ただ単に舌を動かすだけではなく、リードから舌を“離す瞬間”に集中する感覚がポイント。昔、舌を力いっぱい押し付けて音がつぶれた経験がありますが、その後“抜く瞬間”に意識を変えただけで音のキレが劇的に変化しました。
後輩に教える時も、「一度、思いきりやさしく離す動きだけ試してみて」とアドバイスしてきました。
タンギングの種類と練習法
シングルタンギング
シングルタンギングは最初に覚えたい“基礎の基礎”。「トゥ」「タ」と小さな声で言うような動きで舌を動かします。
一定のテンポで、四分音符や八分音符ごとに、「息は止めず舌だけ使って区切る」ことを強く意識してください。
筆者推奨の練習は、「録音しながら一発ごとの音の粒や揃い方を自分の耳でチェックする」こと。演奏後に自分の録音を聞いて、“頭の中の出来と実力の差”に気付ける瞬間が、上達への大事なステップです。
練習法(私が実際に効果を感じた方法)
- メトロノームを60に設定し、四分音符で1音ずつ丁寧に吹く
- 息は止めず、舌だけで音を区切る
- 録音して「粒がそろっているか」を確認する

ダブルタンギング
シングルでは追いつかない高速フレーズ用にダブルタンギングを覚えましょう。「トゥカトゥカ」「タカタカ」と声に出しながら舌の先と奥を交互に動かします。
最初は楽器なしでしっかり発音練習、それから実際のスケールに当てはめスピードを徐々に上げていくのが推奨ルートです。
練習法
- まずは楽器を使わず、「トゥク、トゥク」と口で発音して舌の動きを確認する
- 慣れてきたらクラリネットでC dur スケールを使い、ゆっくりからテンポを上げる
私自身、高校時代に吹奏楽コンクールで高速タンギングの壁にぶつかりました。当時は何度やっても指と舌がバラバラ…。
挫折しかけましたが、先生から「10分続ければ必ず変わる」という言葉を信じて“音を伸ばさない”徹底練習を数週間毎日継続することで、なんとか自分のものにできました。
トリプルタンギング
三連符など「3で割るリズム」の際に有効です。「トゥトゥク」や「タタカ」と発音します。
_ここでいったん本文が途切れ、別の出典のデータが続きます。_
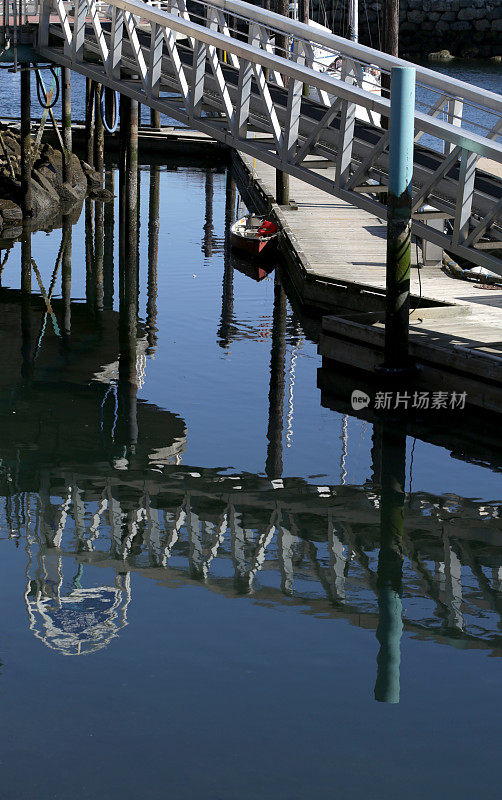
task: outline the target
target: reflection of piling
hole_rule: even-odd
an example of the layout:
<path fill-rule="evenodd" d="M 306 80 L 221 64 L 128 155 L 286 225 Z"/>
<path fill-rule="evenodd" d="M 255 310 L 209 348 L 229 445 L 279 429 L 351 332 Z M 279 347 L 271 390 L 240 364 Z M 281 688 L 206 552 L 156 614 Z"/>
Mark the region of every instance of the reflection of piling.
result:
<path fill-rule="evenodd" d="M 21 240 L 21 375 L 29 378 L 33 371 L 31 358 L 31 233 L 24 231 Z"/>
<path fill-rule="evenodd" d="M 235 197 L 236 184 L 232 175 L 232 168 L 229 165 L 225 190 L 225 253 L 221 293 L 221 320 L 218 331 L 221 347 L 228 347 L 230 344 L 230 328 L 234 316 L 234 268 L 230 259 L 230 226 L 234 222 Z"/>
<path fill-rule="evenodd" d="M 63 181 L 71 183 L 71 70 L 61 68 L 61 122 L 63 128 Z"/>
<path fill-rule="evenodd" d="M 85 79 L 85 159 L 94 166 L 94 81 Z"/>
<path fill-rule="evenodd" d="M 103 311 L 103 263 L 104 263 L 104 203 L 94 203 L 95 245 L 94 245 L 94 284 L 96 310 Z"/>
<path fill-rule="evenodd" d="M 21 205 L 23 215 L 31 217 L 31 72 L 30 65 L 21 69 Z"/>
<path fill-rule="evenodd" d="M 63 216 L 65 247 L 61 263 L 61 296 L 63 298 L 63 343 L 68 345 L 71 333 L 71 222 Z"/>
<path fill-rule="evenodd" d="M 157 347 L 157 263 L 159 258 L 160 228 L 160 168 L 150 167 L 150 201 L 148 206 L 148 297 L 146 301 L 146 328 L 148 355 Z"/>
<path fill-rule="evenodd" d="M 92 200 L 84 201 L 85 225 L 85 300 L 88 308 L 94 313 L 96 308 L 96 287 L 94 284 L 94 220 L 92 218 Z"/>
<path fill-rule="evenodd" d="M 278 277 L 274 284 L 270 388 L 268 394 L 268 447 L 265 473 L 270 480 L 282 475 L 282 426 L 286 364 L 286 292 Z"/>
<path fill-rule="evenodd" d="M 204 220 L 204 255 L 209 258 L 213 252 L 213 171 L 206 170 L 206 214 Z"/>
<path fill-rule="evenodd" d="M 373 423 L 371 437 L 371 471 L 373 485 L 380 486 L 382 482 L 382 425 L 378 420 Z"/>
<path fill-rule="evenodd" d="M 99 175 L 101 186 L 103 186 L 103 172 L 105 168 L 105 126 L 101 119 L 99 98 L 101 94 L 101 84 L 96 83 L 94 90 L 94 169 Z"/>
<path fill-rule="evenodd" d="M 119 187 L 119 383 L 118 440 L 130 453 L 137 442 L 138 314 L 138 103 L 121 98 Z"/>
<path fill-rule="evenodd" d="M 403 574 L 404 481 L 406 427 L 399 422 L 382 425 L 382 492 L 380 501 L 380 554 L 378 558 L 377 657 L 375 700 L 399 703 Z"/>
<path fill-rule="evenodd" d="M 115 176 L 113 169 L 107 169 L 105 174 L 105 189 L 113 196 L 115 193 Z M 104 308 L 113 308 L 113 237 L 114 237 L 114 203 L 110 200 L 104 207 L 104 237 L 103 237 L 103 305 Z"/>

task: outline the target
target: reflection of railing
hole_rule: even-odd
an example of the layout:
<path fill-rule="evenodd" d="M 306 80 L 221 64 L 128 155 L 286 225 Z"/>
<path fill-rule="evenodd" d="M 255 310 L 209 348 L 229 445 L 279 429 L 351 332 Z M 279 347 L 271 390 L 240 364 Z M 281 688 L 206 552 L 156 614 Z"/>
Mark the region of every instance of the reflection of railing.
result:
<path fill-rule="evenodd" d="M 217 592 L 377 625 L 379 494 L 370 485 L 292 480 L 272 488 L 253 476 L 188 469 L 72 481 L 49 471 L 36 494 L 9 496 L 2 511 L 10 536 L 38 542 L 40 554 L 140 570 L 166 585 L 185 575 Z M 405 629 L 502 655 L 498 507 L 413 494 L 403 551 Z M 213 570 L 215 560 L 227 566 Z"/>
吹奏楽やオーケストラでは頻度は高くありませんが、ソロ曲や特殊なリズムに挑戦する際に役立ちます。
フラッタータンギング
フラッタータンギングは、「舌を使った巻き舌・震え技」で、現代曲やジャズに多く登場する個性的な奏法です。最初は日本語の「るるる…」を巻き舌で発声するイメージから始めてみてください。
私の場合も、家の中や自転車に乗りながら練習して、地道に舌の感覚を鍛えました。成功した瞬間の“ビリビリ感”は、クセになる面白さです。